During the past 10 years, DNA testing has become recognized as a technology that can unequivocally tie a suspect to evidence such as hair, tissue or bodily fluids. DNA -- deoxyribonucleic acid -- is the genetic material contained in human cells and, except for identical twins, is unique to each individual.
When Felker was tried, analysis of hair evidence was a highly subjective process in which a technician examined hairs under a microscope looking for similarities. With the advent of DNA testing, some states -- though not Georgia -- have limited the use of microscopic hair analysis in criminal trials.
The most reliable DNA test can analyze bodily fluids or hair roots and identify the source to a certainty of one in several billion. Another method, used on less substantial specimens such as hair fragments, is less precise but can determine that a sample came from either an individual or one of his maternal relatives. In the final months before Felker's execution, his lawyers tried to get a delay and the court's permission to do a DNA analysis of the hair and other evidence. The courts refused, saying the request should have been made sooner.

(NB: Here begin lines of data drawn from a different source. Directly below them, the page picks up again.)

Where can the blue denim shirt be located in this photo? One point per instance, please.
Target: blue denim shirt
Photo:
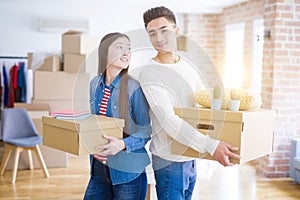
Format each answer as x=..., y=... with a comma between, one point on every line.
x=130, y=163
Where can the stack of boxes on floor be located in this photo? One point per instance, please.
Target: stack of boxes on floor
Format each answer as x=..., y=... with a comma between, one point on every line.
x=68, y=89
x=59, y=88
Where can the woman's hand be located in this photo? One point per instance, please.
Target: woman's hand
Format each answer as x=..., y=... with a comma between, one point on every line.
x=113, y=147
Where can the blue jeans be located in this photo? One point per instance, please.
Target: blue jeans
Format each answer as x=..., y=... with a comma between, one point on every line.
x=100, y=187
x=174, y=180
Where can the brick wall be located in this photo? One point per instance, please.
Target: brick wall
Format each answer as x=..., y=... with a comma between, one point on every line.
x=281, y=65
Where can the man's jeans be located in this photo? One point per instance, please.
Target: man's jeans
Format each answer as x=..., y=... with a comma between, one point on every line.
x=174, y=180
x=100, y=187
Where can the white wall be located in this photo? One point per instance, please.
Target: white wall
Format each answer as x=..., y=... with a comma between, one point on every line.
x=20, y=22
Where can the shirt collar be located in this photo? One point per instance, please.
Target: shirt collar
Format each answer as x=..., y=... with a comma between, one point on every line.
x=115, y=83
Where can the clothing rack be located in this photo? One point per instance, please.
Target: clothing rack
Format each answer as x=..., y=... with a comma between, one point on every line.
x=13, y=57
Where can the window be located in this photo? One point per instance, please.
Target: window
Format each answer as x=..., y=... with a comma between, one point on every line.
x=258, y=43
x=234, y=55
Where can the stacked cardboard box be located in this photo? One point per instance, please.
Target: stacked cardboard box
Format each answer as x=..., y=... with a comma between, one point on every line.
x=79, y=137
x=80, y=52
x=68, y=89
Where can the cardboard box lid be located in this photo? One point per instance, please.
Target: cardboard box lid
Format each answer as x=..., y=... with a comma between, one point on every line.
x=94, y=122
x=33, y=106
x=217, y=115
x=72, y=32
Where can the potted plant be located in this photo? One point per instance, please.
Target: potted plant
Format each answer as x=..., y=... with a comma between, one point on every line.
x=234, y=102
x=216, y=101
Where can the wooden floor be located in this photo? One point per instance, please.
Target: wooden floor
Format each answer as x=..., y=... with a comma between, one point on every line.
x=236, y=183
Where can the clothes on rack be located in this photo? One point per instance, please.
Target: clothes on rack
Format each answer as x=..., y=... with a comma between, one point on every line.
x=15, y=88
x=5, y=85
x=21, y=87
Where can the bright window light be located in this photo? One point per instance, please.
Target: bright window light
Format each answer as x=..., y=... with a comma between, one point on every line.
x=234, y=55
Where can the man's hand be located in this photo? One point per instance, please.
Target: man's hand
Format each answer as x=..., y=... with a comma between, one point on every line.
x=113, y=147
x=224, y=152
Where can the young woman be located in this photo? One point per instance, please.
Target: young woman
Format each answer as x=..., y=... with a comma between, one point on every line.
x=118, y=172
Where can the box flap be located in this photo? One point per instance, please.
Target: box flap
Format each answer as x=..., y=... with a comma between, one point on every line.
x=208, y=114
x=220, y=115
x=94, y=122
x=33, y=106
x=72, y=32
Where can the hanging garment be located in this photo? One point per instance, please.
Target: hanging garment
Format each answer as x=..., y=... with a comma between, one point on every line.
x=1, y=91
x=6, y=89
x=21, y=84
x=13, y=85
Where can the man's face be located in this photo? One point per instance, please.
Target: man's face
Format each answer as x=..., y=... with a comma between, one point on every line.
x=162, y=34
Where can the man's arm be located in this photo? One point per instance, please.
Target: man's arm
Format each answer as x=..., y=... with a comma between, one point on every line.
x=161, y=105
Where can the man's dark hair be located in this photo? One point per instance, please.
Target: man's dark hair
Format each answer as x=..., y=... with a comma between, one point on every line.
x=157, y=12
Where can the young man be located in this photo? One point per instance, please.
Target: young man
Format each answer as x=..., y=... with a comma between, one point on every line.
x=169, y=81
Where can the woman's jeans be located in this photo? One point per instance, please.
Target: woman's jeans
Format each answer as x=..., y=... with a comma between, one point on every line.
x=100, y=187
x=174, y=180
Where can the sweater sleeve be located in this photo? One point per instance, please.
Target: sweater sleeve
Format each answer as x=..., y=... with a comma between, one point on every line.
x=161, y=104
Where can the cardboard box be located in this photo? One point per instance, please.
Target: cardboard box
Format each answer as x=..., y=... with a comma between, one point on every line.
x=251, y=131
x=79, y=137
x=60, y=86
x=75, y=104
x=33, y=106
x=36, y=117
x=51, y=63
x=80, y=63
x=78, y=43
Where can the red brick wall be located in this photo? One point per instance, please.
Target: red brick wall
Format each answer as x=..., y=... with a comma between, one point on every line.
x=281, y=65
x=281, y=79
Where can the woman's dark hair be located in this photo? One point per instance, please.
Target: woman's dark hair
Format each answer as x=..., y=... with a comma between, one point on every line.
x=106, y=41
x=157, y=12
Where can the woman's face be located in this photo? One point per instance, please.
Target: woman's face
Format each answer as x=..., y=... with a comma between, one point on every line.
x=119, y=53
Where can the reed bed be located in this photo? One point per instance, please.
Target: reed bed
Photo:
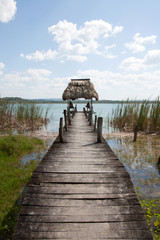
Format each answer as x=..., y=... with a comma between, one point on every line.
x=144, y=115
x=25, y=116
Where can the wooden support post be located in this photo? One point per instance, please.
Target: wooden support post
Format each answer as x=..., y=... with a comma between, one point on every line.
x=99, y=130
x=61, y=130
x=65, y=119
x=95, y=123
x=135, y=133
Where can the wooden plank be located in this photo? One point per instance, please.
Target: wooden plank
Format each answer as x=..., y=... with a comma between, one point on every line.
x=79, y=203
x=126, y=218
x=80, y=196
x=70, y=227
x=112, y=234
x=79, y=211
x=80, y=190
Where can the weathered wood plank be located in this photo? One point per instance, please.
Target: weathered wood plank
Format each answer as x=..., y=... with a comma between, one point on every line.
x=112, y=234
x=80, y=190
x=79, y=203
x=126, y=218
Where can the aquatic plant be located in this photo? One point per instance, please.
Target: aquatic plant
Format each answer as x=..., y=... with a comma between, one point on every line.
x=151, y=208
x=22, y=116
x=144, y=115
x=14, y=177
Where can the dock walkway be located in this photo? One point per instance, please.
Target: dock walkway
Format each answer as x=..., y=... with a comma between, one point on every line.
x=80, y=190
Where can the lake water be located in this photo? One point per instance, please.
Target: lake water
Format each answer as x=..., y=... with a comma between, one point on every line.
x=138, y=161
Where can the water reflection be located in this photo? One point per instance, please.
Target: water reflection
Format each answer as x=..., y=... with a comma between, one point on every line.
x=140, y=160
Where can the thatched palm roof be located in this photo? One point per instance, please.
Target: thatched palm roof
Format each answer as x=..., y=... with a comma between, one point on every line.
x=80, y=88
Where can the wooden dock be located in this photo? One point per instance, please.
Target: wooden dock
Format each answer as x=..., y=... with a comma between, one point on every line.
x=80, y=190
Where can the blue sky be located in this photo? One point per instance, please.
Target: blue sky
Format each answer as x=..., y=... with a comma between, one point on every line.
x=45, y=43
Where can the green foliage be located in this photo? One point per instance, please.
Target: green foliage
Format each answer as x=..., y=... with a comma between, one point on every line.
x=14, y=178
x=22, y=116
x=144, y=115
x=151, y=208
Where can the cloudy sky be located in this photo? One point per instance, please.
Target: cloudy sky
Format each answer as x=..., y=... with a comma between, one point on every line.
x=45, y=43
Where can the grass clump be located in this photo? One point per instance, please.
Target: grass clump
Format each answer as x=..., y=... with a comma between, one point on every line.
x=144, y=115
x=14, y=177
x=151, y=208
x=22, y=116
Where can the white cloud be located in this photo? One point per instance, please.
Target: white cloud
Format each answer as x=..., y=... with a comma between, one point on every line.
x=138, y=45
x=77, y=58
x=41, y=55
x=132, y=64
x=39, y=83
x=117, y=29
x=76, y=43
x=38, y=73
x=7, y=10
x=107, y=53
x=151, y=59
x=2, y=65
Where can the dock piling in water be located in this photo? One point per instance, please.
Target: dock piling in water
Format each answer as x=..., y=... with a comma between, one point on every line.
x=61, y=130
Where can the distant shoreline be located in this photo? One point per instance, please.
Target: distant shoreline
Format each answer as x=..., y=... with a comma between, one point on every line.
x=54, y=101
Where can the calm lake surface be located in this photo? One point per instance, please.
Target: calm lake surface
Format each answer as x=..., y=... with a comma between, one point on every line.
x=139, y=159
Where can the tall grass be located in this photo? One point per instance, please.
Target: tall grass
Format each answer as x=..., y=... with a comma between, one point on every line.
x=29, y=116
x=144, y=115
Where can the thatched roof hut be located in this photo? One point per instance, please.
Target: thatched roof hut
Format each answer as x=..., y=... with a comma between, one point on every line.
x=80, y=88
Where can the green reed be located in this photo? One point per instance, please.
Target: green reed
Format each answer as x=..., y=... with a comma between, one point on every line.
x=144, y=115
x=28, y=116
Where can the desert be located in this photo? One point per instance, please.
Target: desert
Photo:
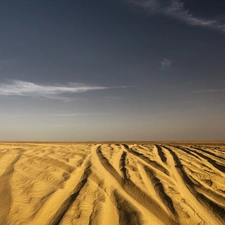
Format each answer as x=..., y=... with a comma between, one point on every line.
x=112, y=183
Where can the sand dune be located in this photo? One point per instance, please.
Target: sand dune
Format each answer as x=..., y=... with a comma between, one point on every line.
x=93, y=184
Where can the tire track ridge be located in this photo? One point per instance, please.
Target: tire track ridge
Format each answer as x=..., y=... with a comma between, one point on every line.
x=135, y=192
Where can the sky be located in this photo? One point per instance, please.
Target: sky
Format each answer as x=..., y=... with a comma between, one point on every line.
x=115, y=70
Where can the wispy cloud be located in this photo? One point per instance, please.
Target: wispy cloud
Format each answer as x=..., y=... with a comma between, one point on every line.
x=209, y=90
x=177, y=10
x=24, y=88
x=165, y=63
x=55, y=115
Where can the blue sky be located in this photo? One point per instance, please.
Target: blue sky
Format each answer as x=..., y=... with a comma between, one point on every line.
x=112, y=70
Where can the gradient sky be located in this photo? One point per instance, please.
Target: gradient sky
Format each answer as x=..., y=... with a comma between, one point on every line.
x=84, y=70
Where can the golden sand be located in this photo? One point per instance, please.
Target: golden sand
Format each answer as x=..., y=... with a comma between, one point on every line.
x=110, y=184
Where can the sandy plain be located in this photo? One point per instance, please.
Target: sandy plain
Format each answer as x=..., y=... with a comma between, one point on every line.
x=110, y=184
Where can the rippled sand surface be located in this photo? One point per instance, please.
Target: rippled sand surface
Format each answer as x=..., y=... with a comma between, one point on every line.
x=110, y=184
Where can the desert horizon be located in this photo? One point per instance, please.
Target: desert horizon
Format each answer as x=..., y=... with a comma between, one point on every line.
x=112, y=183
x=112, y=112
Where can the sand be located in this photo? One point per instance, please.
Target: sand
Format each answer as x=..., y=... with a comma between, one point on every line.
x=94, y=184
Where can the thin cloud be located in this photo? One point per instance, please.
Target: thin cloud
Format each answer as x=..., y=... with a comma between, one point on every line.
x=209, y=90
x=176, y=9
x=55, y=115
x=165, y=63
x=24, y=88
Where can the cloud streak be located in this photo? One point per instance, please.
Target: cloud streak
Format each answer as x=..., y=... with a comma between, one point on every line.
x=24, y=88
x=209, y=91
x=176, y=9
x=55, y=115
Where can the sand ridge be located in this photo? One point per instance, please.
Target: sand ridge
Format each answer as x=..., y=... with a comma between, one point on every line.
x=112, y=183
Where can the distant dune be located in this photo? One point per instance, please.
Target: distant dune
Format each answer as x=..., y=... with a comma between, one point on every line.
x=110, y=184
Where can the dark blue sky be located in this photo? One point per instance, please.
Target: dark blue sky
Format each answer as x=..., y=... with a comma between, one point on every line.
x=112, y=70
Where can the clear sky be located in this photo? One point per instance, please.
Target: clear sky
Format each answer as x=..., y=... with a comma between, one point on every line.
x=84, y=70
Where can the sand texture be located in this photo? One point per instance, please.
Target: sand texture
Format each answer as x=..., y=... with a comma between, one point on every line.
x=110, y=184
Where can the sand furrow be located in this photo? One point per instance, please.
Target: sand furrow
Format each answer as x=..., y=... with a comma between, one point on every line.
x=112, y=184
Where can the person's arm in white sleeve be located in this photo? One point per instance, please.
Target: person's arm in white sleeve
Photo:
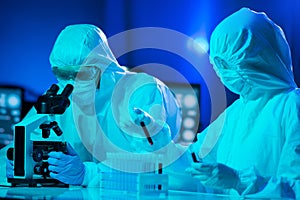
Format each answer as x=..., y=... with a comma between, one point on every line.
x=287, y=180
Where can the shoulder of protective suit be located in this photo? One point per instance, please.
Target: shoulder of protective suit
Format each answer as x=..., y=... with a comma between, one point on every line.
x=293, y=101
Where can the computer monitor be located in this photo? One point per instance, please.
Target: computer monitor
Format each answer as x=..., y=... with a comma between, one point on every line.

The courts allow for such last-minute requests only when there is a new law that has not been reviewed by the federal courts or new evidence that had not been available sooner.

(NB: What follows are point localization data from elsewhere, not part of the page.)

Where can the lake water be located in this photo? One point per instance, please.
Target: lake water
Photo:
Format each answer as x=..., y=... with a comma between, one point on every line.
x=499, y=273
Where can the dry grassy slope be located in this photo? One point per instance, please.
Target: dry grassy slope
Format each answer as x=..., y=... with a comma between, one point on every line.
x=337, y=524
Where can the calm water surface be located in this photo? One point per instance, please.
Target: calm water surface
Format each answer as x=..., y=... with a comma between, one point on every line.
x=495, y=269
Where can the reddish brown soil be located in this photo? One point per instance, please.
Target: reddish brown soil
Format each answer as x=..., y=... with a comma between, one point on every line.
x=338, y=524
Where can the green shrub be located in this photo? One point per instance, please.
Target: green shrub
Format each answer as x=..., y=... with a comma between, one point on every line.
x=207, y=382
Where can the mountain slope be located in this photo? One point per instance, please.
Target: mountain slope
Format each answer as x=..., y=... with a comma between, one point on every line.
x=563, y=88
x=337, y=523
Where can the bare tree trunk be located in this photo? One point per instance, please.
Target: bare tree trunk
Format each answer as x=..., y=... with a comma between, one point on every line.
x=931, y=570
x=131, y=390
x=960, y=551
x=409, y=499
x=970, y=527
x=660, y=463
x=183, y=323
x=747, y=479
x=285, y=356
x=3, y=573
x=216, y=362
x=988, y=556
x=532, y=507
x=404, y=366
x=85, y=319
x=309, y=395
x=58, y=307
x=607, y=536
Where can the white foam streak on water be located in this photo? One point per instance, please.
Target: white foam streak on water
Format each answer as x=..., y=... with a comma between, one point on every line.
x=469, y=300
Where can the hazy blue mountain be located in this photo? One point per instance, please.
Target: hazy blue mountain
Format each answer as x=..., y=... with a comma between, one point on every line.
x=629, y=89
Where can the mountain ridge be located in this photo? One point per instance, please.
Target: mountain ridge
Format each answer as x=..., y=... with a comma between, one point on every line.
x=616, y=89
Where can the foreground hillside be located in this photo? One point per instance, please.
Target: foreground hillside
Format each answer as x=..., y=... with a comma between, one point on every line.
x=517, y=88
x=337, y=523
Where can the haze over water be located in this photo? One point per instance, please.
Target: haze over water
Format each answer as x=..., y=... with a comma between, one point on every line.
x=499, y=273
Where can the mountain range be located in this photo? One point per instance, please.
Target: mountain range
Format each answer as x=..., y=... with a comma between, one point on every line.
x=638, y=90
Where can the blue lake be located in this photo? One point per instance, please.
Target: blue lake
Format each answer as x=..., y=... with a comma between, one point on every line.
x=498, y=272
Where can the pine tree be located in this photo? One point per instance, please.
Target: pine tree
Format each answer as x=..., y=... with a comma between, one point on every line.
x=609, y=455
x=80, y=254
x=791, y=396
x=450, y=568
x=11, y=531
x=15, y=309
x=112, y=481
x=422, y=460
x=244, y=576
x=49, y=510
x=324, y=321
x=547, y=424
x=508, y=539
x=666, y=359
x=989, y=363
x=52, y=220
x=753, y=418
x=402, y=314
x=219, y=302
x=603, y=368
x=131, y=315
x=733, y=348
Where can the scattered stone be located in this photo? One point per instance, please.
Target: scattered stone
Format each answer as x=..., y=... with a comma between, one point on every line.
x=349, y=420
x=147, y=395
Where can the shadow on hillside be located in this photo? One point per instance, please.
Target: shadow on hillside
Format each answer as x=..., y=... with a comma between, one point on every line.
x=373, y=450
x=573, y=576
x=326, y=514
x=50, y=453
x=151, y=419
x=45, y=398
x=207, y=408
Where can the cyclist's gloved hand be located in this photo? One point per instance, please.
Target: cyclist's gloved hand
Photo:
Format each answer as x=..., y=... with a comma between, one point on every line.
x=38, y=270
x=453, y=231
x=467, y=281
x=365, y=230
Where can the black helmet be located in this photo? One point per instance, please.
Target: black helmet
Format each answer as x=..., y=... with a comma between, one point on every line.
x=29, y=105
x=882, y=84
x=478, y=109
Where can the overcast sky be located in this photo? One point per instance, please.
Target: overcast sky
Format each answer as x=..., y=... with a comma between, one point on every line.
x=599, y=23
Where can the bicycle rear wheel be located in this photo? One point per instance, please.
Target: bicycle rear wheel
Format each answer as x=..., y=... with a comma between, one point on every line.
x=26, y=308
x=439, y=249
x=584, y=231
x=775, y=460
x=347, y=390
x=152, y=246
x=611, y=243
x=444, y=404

Felker might have won a delay if there had been as much attention then on DNA testing in death penalty cases as there is today, said Mike Mears, one of the attorneys involved in Felker's appeals.

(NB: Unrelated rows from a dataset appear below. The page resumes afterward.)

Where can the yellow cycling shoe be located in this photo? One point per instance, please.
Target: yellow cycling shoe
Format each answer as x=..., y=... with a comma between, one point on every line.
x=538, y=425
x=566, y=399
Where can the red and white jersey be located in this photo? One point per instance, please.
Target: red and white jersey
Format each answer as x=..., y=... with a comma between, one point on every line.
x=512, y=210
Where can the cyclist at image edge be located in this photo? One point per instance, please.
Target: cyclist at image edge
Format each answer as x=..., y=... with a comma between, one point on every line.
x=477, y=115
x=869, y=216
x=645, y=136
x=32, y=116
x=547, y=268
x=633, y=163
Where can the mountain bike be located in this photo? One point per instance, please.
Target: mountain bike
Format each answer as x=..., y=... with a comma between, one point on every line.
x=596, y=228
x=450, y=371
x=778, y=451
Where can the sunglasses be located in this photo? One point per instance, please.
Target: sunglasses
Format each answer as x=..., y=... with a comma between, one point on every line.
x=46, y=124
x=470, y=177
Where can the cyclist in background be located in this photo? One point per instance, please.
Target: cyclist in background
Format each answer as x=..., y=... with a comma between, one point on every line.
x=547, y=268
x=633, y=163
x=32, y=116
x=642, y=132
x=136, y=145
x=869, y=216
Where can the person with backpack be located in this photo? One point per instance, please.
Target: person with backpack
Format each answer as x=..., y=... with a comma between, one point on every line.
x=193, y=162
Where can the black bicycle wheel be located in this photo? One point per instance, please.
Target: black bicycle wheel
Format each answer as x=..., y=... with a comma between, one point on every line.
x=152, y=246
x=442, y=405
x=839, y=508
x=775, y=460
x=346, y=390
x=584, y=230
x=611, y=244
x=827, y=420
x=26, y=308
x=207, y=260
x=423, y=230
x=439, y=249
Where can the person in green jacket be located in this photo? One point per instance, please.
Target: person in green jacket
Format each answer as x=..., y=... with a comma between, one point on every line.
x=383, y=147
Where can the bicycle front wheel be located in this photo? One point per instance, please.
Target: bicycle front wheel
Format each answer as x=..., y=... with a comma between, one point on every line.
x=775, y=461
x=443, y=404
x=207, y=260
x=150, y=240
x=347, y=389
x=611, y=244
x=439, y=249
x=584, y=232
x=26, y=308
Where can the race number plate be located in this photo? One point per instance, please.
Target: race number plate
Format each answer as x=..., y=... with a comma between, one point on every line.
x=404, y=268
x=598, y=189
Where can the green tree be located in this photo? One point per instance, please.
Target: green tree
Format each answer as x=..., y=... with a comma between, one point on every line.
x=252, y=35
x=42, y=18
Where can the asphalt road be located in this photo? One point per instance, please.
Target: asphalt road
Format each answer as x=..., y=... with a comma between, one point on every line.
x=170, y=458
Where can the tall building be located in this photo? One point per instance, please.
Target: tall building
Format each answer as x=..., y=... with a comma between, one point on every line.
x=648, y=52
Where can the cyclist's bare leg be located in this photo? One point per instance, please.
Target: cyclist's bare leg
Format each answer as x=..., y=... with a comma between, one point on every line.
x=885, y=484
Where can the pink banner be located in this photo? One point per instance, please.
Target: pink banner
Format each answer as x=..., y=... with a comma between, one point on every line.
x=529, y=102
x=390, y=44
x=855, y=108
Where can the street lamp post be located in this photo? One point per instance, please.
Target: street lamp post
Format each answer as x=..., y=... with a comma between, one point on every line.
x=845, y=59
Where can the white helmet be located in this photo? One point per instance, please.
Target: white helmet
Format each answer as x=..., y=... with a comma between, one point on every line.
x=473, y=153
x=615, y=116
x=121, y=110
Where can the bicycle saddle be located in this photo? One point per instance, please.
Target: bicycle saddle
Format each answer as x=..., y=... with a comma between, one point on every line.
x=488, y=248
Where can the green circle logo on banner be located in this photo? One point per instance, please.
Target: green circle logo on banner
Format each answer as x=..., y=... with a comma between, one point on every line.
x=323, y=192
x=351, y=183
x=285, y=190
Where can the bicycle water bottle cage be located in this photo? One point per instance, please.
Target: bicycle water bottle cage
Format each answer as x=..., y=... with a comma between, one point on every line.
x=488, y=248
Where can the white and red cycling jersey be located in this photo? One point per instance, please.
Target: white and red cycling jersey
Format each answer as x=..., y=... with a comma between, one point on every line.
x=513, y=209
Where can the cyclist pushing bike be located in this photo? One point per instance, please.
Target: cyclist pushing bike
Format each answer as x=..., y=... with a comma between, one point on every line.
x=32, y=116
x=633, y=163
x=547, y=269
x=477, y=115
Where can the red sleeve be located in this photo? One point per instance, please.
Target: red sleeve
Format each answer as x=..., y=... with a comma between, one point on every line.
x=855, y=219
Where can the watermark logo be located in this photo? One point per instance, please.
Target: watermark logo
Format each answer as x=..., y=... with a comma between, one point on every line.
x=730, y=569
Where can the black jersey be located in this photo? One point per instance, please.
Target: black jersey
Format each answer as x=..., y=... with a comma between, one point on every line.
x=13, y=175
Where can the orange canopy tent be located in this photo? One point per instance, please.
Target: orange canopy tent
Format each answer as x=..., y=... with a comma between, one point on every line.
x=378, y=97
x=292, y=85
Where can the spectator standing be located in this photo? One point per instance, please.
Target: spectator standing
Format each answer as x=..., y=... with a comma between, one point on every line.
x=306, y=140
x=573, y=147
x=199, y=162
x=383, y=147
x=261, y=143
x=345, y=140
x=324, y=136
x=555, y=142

"I think the courts would have given the evidence to us then. Unfortunately, it's too late for Wayne," Mears said. "But they owed it to the victim to turn it over. As it is, this poor innocent victim is still being bandied around."
Although DNA testing is becoming a new hope of anti-death penalty activists and lawyers, it is only an option in cases with hair or bodily fluids as evidence. In Georgia, only 20 of the 130 people on death row were also convicted of a sex crime that would indicate the availability of suitable evidence for testing.
DNA testing has worked against some inmates under a death sentence. Texas Gov. George W. Bush stopped the execution of Ricky McGinn on June 1 until evidence found on his victim, his 12-year-old stepdaughter, could be tested. This month, preliminary results said the DNA was either McGinn's or a maternal relative's, according to published reports.
Until now, the courts have allowed post-conviction DNA testing only before an execution. In Virginia, death-penalty opponents failed in May to get court approval for DNA testing in the case against Joseph O'Dell III, who had been executed in 1997. Once the appeals were over, Virginia authorities destroyed the evidence.
In the Felker case, Houston County Senior Superior Court Judge L.A. McConnell determined that the evidence was a "public record" and available for testing.
McConnell signed court orders specifying that two newspapers -- The Atlanta Journal-Constitution and The Boston Globe -- can have the evidence tested. The Macon Telegraph and CBS-TV's "60 Minutes" newsmagazine also are petitioning the court to gain access to the evidence.
Experts said McConnell's ruling is the first of its kind in the country.
"I don't know of anywhere it's been done," said Jane Siegel Greene, executive director of the New York-based Innocence Project at the Benjamin Cardozo Law School. "It's great that the state [of Georgia] is at least taking the stance that they aren't afraid to let the truth come out."